## Read in file (text format)

In [None]:
with open("litigation.txt", "r") as f:
    raw_text_lines = f.readlines()

In [None]:
raw_text_lines[:200]

Because this data is not yet disambiguated, the first step is to always cut down what you're working with into separate documents. To figure out how to best do this, try to find distinct patterns in the transitions between cases. When you're reading through it as a human, what tells you that this is the beginning of a new case? In data wrangling there is no one right answer!

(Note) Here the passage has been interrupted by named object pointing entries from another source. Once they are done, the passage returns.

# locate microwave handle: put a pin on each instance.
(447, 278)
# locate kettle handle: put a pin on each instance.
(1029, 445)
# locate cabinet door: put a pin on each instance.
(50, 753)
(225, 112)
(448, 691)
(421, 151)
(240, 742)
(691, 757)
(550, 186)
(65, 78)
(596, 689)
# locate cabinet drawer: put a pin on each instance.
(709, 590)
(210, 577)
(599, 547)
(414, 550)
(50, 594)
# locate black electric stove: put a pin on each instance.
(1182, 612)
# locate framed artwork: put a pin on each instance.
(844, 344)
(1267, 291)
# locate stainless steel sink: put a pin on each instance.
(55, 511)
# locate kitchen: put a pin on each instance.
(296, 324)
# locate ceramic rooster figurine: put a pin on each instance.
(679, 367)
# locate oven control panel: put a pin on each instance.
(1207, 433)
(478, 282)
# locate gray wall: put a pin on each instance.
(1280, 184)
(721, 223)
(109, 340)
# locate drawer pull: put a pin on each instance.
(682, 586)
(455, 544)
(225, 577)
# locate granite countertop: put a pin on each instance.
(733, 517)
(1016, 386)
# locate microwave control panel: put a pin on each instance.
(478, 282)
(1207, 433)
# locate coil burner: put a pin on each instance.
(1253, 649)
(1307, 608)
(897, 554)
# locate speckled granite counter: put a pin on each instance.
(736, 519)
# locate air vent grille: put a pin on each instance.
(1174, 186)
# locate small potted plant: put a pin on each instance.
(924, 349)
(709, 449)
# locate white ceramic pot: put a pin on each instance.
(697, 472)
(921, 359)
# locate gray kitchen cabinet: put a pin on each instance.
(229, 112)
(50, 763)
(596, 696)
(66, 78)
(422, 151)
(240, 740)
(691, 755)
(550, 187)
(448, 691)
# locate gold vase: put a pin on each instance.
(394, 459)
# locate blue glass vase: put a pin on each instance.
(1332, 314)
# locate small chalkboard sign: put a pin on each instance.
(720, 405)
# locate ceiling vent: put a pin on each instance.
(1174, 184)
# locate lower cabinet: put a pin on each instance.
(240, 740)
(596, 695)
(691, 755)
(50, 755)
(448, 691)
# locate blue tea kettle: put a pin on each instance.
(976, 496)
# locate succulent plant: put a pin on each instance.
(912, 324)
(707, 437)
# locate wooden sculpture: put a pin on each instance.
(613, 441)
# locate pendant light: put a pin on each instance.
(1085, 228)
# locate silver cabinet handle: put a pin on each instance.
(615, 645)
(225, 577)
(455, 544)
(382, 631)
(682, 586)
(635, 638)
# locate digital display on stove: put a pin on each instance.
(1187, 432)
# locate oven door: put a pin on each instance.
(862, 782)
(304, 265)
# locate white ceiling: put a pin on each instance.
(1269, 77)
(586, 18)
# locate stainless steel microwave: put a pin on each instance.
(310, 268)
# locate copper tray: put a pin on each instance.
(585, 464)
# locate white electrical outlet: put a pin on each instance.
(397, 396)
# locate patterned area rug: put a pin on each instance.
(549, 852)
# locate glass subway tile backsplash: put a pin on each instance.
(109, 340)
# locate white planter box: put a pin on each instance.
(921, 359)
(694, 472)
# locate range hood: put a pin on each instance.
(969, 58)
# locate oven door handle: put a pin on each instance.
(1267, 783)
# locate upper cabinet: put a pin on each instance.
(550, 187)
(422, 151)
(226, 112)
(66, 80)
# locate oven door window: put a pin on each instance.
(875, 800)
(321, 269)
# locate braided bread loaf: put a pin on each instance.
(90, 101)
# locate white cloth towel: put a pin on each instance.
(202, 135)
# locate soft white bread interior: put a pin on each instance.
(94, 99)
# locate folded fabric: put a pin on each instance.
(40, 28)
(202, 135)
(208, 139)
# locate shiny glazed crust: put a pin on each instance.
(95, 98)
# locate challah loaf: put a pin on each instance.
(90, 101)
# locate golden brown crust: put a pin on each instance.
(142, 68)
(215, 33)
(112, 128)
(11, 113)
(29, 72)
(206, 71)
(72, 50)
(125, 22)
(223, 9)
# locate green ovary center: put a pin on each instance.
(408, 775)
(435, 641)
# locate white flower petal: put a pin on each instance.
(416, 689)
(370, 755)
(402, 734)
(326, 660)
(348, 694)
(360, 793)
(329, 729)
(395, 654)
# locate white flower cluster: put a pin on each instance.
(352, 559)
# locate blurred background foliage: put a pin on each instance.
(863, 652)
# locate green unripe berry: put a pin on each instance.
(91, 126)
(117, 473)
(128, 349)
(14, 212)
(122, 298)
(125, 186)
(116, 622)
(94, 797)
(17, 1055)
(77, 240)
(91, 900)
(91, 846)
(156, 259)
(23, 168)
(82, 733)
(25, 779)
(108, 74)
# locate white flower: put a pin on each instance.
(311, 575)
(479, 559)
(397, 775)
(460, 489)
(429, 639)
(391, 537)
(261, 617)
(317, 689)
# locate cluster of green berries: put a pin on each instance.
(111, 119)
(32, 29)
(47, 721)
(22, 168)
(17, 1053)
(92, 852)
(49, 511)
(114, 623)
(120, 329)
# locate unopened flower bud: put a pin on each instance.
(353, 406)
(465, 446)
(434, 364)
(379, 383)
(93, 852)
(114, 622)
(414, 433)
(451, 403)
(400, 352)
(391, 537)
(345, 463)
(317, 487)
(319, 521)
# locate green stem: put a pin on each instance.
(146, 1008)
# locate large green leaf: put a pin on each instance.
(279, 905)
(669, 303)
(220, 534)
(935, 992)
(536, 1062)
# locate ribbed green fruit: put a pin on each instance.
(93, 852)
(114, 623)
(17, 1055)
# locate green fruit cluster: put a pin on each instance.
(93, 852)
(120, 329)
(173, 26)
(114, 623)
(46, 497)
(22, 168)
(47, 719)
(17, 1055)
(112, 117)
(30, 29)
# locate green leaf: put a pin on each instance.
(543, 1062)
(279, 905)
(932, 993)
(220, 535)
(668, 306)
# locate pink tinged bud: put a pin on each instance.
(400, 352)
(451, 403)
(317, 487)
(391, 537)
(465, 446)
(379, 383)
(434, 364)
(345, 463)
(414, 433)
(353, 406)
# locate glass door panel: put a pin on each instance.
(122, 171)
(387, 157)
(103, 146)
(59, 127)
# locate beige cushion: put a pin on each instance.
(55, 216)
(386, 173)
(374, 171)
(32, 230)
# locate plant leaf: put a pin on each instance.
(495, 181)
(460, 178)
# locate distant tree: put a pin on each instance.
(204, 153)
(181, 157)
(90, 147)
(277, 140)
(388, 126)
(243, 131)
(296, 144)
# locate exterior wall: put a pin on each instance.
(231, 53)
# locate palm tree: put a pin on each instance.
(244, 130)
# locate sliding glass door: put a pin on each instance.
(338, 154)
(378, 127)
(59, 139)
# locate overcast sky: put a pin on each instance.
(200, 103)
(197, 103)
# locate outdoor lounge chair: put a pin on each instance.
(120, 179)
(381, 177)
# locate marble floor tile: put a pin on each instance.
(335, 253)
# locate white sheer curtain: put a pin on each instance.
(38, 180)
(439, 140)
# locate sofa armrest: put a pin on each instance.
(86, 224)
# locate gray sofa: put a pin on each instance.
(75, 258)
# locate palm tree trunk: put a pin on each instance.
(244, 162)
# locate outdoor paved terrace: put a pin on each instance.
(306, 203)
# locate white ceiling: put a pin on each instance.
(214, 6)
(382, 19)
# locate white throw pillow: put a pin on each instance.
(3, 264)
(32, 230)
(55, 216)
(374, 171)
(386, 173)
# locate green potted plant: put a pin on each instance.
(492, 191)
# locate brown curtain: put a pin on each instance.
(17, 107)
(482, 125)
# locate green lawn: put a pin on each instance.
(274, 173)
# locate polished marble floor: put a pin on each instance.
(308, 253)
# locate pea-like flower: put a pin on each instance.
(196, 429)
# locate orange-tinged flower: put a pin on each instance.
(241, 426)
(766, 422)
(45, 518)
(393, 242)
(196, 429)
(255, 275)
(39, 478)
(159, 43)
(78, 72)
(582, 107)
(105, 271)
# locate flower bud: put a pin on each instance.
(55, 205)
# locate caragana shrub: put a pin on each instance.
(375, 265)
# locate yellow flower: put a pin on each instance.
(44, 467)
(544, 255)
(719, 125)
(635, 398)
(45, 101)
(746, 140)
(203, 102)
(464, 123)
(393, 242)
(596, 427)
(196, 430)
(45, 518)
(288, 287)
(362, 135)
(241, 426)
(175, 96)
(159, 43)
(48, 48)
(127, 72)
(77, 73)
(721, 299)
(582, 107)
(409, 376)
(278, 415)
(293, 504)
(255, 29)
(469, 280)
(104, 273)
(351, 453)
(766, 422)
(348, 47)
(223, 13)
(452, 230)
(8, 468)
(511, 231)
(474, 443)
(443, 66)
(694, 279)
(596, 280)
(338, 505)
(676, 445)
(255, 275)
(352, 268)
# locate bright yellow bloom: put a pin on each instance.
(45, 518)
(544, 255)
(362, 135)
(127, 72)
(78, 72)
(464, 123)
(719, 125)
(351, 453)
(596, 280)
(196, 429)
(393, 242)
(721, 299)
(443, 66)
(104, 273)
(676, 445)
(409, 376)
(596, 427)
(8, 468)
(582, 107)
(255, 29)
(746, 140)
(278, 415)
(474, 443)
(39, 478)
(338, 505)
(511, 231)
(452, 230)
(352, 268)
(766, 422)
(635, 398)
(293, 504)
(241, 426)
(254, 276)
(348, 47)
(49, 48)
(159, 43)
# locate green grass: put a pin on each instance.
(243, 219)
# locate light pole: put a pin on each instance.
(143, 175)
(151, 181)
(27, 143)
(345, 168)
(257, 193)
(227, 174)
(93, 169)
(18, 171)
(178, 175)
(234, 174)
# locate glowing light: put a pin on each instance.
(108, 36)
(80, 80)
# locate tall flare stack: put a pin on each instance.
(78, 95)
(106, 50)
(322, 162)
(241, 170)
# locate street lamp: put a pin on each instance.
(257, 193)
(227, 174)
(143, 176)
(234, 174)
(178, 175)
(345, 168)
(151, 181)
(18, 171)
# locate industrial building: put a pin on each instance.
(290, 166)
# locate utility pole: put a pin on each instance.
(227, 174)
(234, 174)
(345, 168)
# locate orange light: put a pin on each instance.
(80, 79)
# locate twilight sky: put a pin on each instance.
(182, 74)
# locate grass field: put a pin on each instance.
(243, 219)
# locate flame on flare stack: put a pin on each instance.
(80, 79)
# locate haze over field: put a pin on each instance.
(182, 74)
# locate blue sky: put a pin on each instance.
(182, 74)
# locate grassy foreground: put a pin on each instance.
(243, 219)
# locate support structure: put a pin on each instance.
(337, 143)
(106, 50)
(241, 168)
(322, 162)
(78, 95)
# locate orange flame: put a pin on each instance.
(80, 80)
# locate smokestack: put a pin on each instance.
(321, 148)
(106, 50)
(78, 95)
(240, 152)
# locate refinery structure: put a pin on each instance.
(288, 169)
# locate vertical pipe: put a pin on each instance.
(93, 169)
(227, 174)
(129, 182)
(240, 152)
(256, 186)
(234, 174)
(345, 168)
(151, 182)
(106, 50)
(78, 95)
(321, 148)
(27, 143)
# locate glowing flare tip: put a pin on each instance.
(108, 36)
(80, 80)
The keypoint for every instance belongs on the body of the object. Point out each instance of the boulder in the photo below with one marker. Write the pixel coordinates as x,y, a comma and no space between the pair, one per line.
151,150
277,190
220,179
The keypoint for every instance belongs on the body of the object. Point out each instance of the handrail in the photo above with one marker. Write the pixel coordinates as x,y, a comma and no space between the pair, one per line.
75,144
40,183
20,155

## Parse out separate cases

Two features stuck me immediately: 1) The header is always centered, 2) it ends with a date, maybe more than one, but at least one.

I'm going to first write a regex to match these dates:

In [None]:
import re
date_re = re.compile(r"(January|February|March|April|May|June|July|August|September|October|November|December)\s[1-3]?[0-9]+,\s[0-9]+")

Now I iterate through the lines of the file searching for centered text. To check that this is a header, I look to make sure it begins in capital letters. The end of the header is marked with the date. I use the `binary` variable to turn on and off my collection of text.

In [None]:
# to collect strings
all_headers = []
body_indices = []

# to form sub strings
header = ""
binary = 0
start = 0
for i, l in enumerate(raw_text_lines):
    if l.startswith("        "):
        if binary == 0:
            if l.strip()[:2].isupper() and l.strip()[:2].isalpha():
                binary = 1
                body_indices.append((start, i))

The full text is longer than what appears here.